Bam file does not contain cell and umi barcodes appropriatelly formatted (Run on modified Smart-seq2 protocol)

velocyto-team / velocyto.py

RNA velocity estimation in Python

http://velocyto.org/velocyto.py/

BSD 2-Clause "Simplified" License

159 stars 83 forks source link

Bam file does not contain cell and umi barcodes appropriatelly formatted (Run on modified Smart-seq2 protocol) #107

Open Suger0917 opened 6 years ago

Suger0917 commented 6 years ago

Dear Velocyto Team, Our lab used a modified Smart-seq2 protocol to allow for multiplexed single-cell RNA-seq.
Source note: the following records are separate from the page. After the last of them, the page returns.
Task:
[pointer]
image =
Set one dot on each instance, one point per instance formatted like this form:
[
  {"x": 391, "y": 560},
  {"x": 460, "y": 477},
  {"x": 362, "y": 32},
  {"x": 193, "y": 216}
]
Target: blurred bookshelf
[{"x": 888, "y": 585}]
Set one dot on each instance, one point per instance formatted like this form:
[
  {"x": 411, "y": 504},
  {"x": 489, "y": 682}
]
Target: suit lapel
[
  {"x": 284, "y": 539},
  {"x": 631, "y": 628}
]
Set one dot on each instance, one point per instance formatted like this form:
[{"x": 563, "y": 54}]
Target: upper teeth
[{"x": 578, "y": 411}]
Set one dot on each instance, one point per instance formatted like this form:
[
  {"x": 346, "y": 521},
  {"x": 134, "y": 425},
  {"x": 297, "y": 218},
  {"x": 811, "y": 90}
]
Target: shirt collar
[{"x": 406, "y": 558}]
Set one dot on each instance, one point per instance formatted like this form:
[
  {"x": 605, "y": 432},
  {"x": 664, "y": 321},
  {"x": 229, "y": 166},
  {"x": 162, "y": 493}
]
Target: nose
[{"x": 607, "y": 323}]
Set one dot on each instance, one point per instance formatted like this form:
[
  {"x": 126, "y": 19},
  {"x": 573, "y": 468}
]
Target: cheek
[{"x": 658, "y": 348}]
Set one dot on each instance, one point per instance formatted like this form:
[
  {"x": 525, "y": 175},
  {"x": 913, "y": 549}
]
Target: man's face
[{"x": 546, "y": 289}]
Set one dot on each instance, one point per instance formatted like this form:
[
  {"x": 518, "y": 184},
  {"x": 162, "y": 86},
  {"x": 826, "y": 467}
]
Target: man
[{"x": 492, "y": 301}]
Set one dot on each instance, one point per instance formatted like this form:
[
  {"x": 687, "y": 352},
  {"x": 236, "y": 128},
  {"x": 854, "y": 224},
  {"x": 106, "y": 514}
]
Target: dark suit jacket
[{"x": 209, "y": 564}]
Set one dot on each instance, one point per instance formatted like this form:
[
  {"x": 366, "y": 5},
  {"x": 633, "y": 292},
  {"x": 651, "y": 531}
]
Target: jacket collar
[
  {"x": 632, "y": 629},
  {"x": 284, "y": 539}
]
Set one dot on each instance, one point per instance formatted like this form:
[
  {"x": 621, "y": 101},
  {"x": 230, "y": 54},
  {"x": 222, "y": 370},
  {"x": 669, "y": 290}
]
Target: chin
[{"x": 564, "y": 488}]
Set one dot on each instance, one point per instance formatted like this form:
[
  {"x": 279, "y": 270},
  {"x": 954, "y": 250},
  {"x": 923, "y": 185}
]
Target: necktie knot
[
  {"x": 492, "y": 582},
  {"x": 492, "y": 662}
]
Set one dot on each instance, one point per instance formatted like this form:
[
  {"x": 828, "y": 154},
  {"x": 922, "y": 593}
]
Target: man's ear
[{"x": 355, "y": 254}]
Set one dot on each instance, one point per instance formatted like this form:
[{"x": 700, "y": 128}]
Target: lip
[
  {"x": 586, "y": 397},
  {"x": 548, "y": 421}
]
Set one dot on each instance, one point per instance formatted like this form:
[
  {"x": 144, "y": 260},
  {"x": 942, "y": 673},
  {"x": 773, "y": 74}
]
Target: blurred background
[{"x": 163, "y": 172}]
Primers of RT reaction were designed with cell-specific barcodes and unique molecular identifier [UMI]. After alignment to hg19 reference genome using Tophat, bam files were generated and organized by cell in a folder structure similar to the following: plateX/cell01/cell01.bam plateX/cell02/cell02.bam plateX/cell03/cell03.bam ... Bam file of each cell included UMI information similar to the following: The first 8bp of column1 is UMI information of each reads. I don't know where and when to add a TAG named UB(UMI barcode) or XM. If I just run velocyto like this: velocyto run -o $output_path -m $repeat_msk_gtf $sorted_genome_bam $gtf It will return erros: OSError: The bam file does not contain cell and umi barcodes appropriatelly formatted. If you are runnin UMI-less data you should use the -U flag. Could you please give me some advice to modify our pipeline to prepare correct format of bam files, or give me some examples including bam files to run velocyto?

Thank you!

snower2010 commented 6 years ago

Hi, I came to the same problem. And after I modified my bam file by package "simplesam". This problem has been solved. A template script is as foolowings: import simplesam barcode_tag = 'CB' umi_tag = 'UB' with simplesam.Reader(open("in.bam")) as in_bam: with simplesam.Writer(open("out.sam", 'w'), in_bam.header) as out_sam: for read in in_bam: read[umitag] = read.qname.split("")[2] # add the umi tag read[barcodetag] = read.qname.split("")[1] # add the barcode tag out_sam.write(read)

And then convert this sam file into a bam file by "samtools". Use this bam file as input for velocyto. Hope it will also work for you.

Suger0917 commented 6 years ago

Thank you! I tried "simplesam", it works well. But it occupied too much memory of cpu.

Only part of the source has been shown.